Methods. Time varying R was used as a measure for the infectiousness of the infodemic, topic

modeling was used to create topic clouds and topic similarity heat maps, while network analysis

was used to create directed and undirected graphs to identify super-spreader and multiple carrier

communities on social media.

Results. Forty-two (42) latent topics were discovered. Reproductive trends for a specific topic

were observed to have significantly higher peaks (Rt 4-5) than general misinformation (Rt 1-3).

From a sample of social media misinformation posts, a total of 385 groups and 804 connections

were found within the network, with the largest group having 1,643 shares and 1,063,579

interactions over a 12 month period.

Conclusions. These approaches enable the measurement of the infectiousness of an infodemic,

comparative analysis of infodemic topics, and identification of likely super-spreaders and

multiple carriers on social media. The results of these analyses can form the basis for taking

action to stem an ongoing spread of misinformation on social media and mitigate against future

infodemics. The methods are not confined to health misinformation and may be applied to other

infodemics, such as conspiracy theories, political disinformation, and climate change denial.

Keywords

COVID-19, Infodemiology, Network Analysis, Topic Modeling, Reproductive Number,

Misinformation, Disinformation, Infodemic, Fake News, Crowdtangle, Facebook, Reddit

Introduction

Misinformation reduces individual capacity to discern fact from fiction and causes harm

(2,27,16). With 4.66 billion people having access to the internet and 53% of the global

population using social media (17), significant numbers of people separated by space and time

are affected (2) and the damage caused by inaccurate or fabricated information can be profound.
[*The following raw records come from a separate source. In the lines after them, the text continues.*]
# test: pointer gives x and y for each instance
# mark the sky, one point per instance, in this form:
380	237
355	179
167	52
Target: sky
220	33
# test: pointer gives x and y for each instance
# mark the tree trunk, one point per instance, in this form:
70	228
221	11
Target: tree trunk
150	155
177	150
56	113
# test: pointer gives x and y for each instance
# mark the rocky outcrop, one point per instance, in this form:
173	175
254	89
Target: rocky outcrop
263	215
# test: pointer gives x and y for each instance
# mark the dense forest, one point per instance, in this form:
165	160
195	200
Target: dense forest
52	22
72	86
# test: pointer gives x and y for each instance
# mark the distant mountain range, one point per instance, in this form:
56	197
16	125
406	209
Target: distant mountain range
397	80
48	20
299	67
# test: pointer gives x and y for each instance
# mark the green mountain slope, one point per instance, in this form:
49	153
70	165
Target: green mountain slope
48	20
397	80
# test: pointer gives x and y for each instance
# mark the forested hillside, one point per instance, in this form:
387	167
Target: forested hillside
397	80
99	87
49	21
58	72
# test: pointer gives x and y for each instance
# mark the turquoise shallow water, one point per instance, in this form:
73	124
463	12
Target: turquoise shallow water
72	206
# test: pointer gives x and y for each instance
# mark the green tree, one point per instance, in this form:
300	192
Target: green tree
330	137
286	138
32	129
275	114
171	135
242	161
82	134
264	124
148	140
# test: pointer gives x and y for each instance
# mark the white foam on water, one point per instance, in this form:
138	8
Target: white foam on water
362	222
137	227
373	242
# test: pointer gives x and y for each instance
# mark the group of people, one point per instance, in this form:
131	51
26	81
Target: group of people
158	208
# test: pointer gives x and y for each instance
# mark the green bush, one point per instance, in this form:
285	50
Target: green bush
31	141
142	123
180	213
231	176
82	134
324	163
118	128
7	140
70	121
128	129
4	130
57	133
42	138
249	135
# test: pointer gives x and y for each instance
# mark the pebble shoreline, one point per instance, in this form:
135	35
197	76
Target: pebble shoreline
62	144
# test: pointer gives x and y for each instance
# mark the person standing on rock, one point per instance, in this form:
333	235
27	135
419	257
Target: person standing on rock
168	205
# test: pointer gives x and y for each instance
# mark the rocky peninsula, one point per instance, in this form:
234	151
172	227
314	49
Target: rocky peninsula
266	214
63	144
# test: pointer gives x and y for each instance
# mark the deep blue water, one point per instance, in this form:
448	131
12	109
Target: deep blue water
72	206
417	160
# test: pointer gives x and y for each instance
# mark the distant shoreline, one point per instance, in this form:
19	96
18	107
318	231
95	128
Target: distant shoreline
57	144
Misinformation has caused widespread lack of understanding of major public health issues,

sometimes resulting in life-or-death impacts (28).
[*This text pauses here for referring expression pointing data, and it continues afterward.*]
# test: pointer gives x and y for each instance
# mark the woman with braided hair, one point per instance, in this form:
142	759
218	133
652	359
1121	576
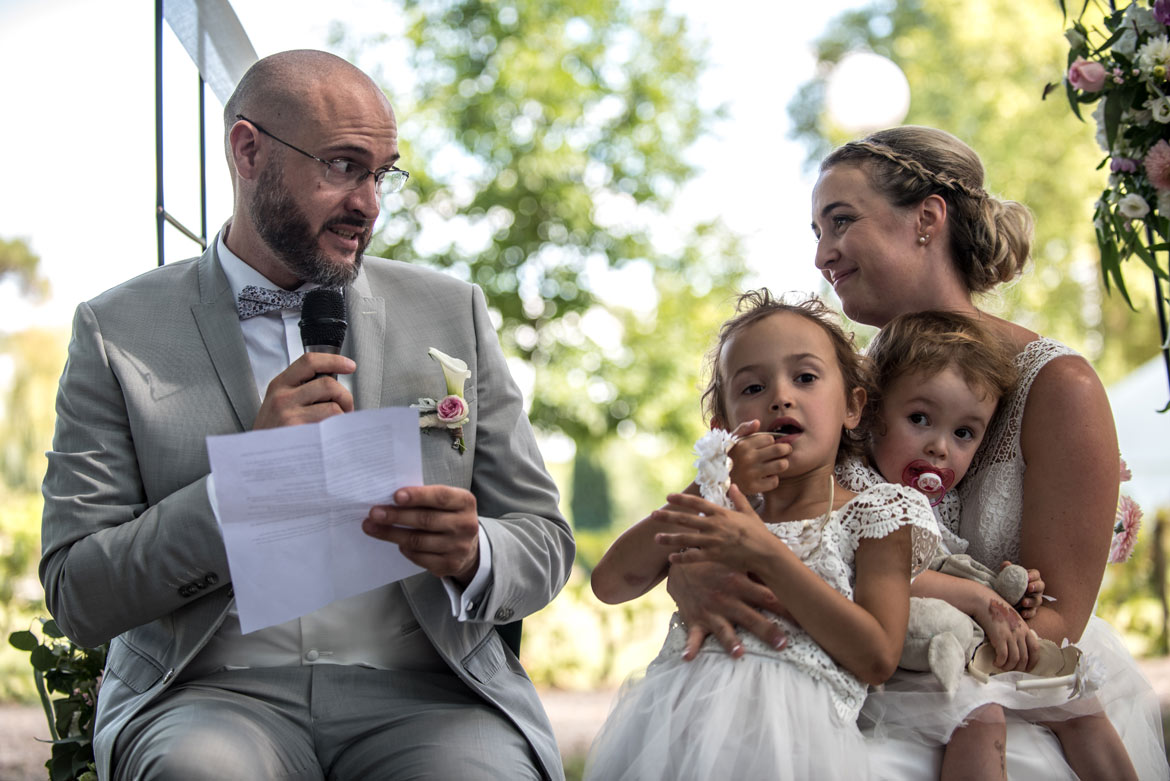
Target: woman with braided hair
903	225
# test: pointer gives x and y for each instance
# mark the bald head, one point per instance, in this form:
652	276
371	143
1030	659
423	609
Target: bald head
302	87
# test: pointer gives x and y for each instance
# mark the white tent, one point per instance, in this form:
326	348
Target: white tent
1143	434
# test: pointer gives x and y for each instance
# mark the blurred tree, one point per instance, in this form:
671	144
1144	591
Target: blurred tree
590	503
546	142
29	365
20	263
27	399
977	68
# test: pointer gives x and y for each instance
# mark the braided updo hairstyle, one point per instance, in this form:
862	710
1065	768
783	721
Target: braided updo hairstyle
990	239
An infodemic on social media bears a resemblance to an epidemic of a viral disease in that it has

similar properties: a population “infected” with a piece of inaccurate information and

transmission of that piece of information from one “infected” individual to others (7). The

propagation of social media information in an infodemic is not limited by boundaries (2),

crossing countries, continents and languages (20).

The WHO recognizes inaccurate information as a threat and recommends systematic monitoring

and control measures (18). This paper describes three methodologies to analyze the content and

spread of misinformation in the coronavirus disease 2019 (COVID-19) pandemic that was

caused by severe acute respiratory syndrome coronavirus 2 (SARS-CoV-2) and it aims to

analyze key characteristics such as morbidity and rate of spread of information and the social

media groups and pages that are spreading the false information.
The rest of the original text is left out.